- England women / West Indies women
- Dates: 6 – 25 June 2019
- Captains: Heather Knight / Stafanie Taylor

One Day International series
- Results: England women won the 3-match series 3–0
- Most runs: Amy Jones (189) / Chedean Nation (66)
- Most wickets: Kate Cross (5) Sophie Ecclestone (5) / Hayley Matthews (7)
- Player of the series: Amy Jones (Eng)

Twenty20 International series
- Results: England women won the 3-match series 1–0
- Most runs: Danni Wyatt (81) / Stacy-Ann King (43)
- Most wickets: Katherine Brunt (2) Linsey Smith (2) / Shamilia Connell (1) Afy Fletcher (1) Chinelle Henry (1) Hayley Matthews (1)

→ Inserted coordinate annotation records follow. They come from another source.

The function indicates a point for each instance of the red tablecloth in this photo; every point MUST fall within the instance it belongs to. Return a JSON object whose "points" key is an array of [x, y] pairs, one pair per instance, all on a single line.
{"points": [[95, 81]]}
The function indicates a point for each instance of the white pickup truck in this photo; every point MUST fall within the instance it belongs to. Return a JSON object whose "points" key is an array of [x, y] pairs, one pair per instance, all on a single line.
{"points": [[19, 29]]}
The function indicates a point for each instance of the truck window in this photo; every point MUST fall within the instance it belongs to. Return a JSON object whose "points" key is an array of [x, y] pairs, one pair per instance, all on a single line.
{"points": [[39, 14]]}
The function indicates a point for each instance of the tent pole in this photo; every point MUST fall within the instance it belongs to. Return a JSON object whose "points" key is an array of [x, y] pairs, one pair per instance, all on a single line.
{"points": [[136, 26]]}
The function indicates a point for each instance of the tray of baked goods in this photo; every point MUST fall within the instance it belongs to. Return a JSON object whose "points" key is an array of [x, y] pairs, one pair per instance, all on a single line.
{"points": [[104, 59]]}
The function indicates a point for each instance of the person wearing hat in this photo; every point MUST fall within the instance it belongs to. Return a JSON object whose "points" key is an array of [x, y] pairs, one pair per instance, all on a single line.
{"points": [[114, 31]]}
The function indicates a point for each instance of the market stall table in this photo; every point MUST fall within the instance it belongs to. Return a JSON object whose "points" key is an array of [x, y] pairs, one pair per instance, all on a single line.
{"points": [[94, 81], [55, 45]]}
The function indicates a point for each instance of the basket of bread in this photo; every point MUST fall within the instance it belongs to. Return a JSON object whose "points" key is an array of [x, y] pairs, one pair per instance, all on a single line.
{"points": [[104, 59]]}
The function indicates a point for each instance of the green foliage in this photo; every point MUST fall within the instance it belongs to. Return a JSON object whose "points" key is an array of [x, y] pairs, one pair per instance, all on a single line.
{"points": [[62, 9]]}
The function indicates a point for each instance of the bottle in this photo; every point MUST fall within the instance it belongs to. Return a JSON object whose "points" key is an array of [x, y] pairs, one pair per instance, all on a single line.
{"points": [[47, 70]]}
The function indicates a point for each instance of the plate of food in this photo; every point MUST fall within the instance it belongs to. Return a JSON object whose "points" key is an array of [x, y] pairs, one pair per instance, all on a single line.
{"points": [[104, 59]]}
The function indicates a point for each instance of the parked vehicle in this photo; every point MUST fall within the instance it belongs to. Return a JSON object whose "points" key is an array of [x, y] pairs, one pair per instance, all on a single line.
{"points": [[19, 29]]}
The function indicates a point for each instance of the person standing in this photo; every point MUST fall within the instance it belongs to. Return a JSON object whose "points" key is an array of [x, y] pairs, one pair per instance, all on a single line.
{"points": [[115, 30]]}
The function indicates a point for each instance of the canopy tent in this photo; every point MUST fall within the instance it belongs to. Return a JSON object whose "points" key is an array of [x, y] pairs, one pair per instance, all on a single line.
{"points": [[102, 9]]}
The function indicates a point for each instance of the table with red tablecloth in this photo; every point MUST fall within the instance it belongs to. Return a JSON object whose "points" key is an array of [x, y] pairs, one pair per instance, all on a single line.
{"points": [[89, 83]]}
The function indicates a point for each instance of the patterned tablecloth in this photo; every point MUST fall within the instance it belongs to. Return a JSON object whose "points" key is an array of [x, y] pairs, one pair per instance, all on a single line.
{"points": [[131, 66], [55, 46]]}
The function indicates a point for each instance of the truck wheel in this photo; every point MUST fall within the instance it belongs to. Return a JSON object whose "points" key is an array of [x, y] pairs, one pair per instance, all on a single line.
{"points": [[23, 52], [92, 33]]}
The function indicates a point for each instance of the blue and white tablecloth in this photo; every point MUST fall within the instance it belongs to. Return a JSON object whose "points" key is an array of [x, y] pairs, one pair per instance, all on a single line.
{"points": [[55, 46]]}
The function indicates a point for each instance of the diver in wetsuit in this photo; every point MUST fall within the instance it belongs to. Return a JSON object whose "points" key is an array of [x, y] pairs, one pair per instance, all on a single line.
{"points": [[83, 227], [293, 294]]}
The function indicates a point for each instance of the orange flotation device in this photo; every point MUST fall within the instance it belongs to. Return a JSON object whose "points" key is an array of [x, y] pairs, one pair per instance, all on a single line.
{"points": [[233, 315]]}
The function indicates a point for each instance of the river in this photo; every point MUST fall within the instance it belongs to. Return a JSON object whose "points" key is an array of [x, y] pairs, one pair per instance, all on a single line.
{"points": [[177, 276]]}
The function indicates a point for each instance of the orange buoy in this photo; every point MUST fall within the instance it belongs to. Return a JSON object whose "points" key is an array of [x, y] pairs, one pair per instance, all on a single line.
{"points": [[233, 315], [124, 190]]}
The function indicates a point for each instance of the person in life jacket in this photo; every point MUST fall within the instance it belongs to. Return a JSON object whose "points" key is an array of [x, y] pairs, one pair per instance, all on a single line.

= West Indies women's cricket team in England in 2019 =

International cricket tour

The West Indies women's cricket team toured England to play the England women's cricket team in June 2019. The tour consisted of three Women's One Day Internationals (WODIs) and three Women's Twenty20 Internationals (WT20Is). The WODI games were part of the 2017–20 ICC Women's Championship. Prior to their visit to England, the West Indies women's team also toured Ireland to play three WT20I matches. England women won the WODI series 3–0. With the victory in the third WODI, it was England's 13th-consecutive win across all formats. England won the T20I series 1–0, after two matches were abandoned due to rain.

==Squads==

| WODIs |  | WT20Is |  |
|---|---|---|---|
| England | West Indies | England | West Indies |
| Heather Knight (c); Tammy Beaumont; Katherine Brunt; Kate Cross; Sophie Ecclestone; Alex Hartley; Jenny Gunn; Amy Jones (wk); Laura Marsh; Nat Sciver; Anya Shrubsole; Bryony Smith; Sarah Taylor (wk); Fran Wilson; Lauren Winfield; Danni Wyatt; | Stafanie Taylor (c); Hayley Matthews (vc); Shemaine Campbelle; Shamilia Connell; Britney Cooper; Deandra Dottin; Afy Fletcher; Chinelle Henry; Stacy-Ann King; Kycia Knight; Kyshona Knight; Natasha McLean; Chedean Nation; Karishma Ramharack; Shakera Selman; | Heather Knight (c); Tammy Beaumont; Katherine Brunt; Kate Cross; Sophie Ecclestone; Jenny Gunn; Amy Jones (wk); Laura Marsh; Nat Sciver; Anya Shrubsole; Linsey Smith; Sarah Taylor (wk); Fran Wilson; Lauren Winfield; Danni Wyatt; | Stafanie Taylor (c); Hayley Matthews (vc); Shemaine Campbelle; Shamilia Connell; Britney Cooper; Deandra Dottin; Afy Fletcher; Chinelle Henry; Stacy-Ann King; Kycia Knight; Kyshona Knight; Natasha McLean; Chedean Nation; Karishma Ramharack; Shakera Selman; |

Reniece Boyce, Shanika Bruce, Britney Cooper, Shabika Gajnabi, Sheneta Grimmond and Shawnisha Hector were also named as reserve players for the West Indies. Ahead of the tour, Deandra Dottin was ruled out of the West Indies' squad due to injury, and was replaced by Britney Cooper. Bryony Smith was added to England's squad for the third WODI match of the series.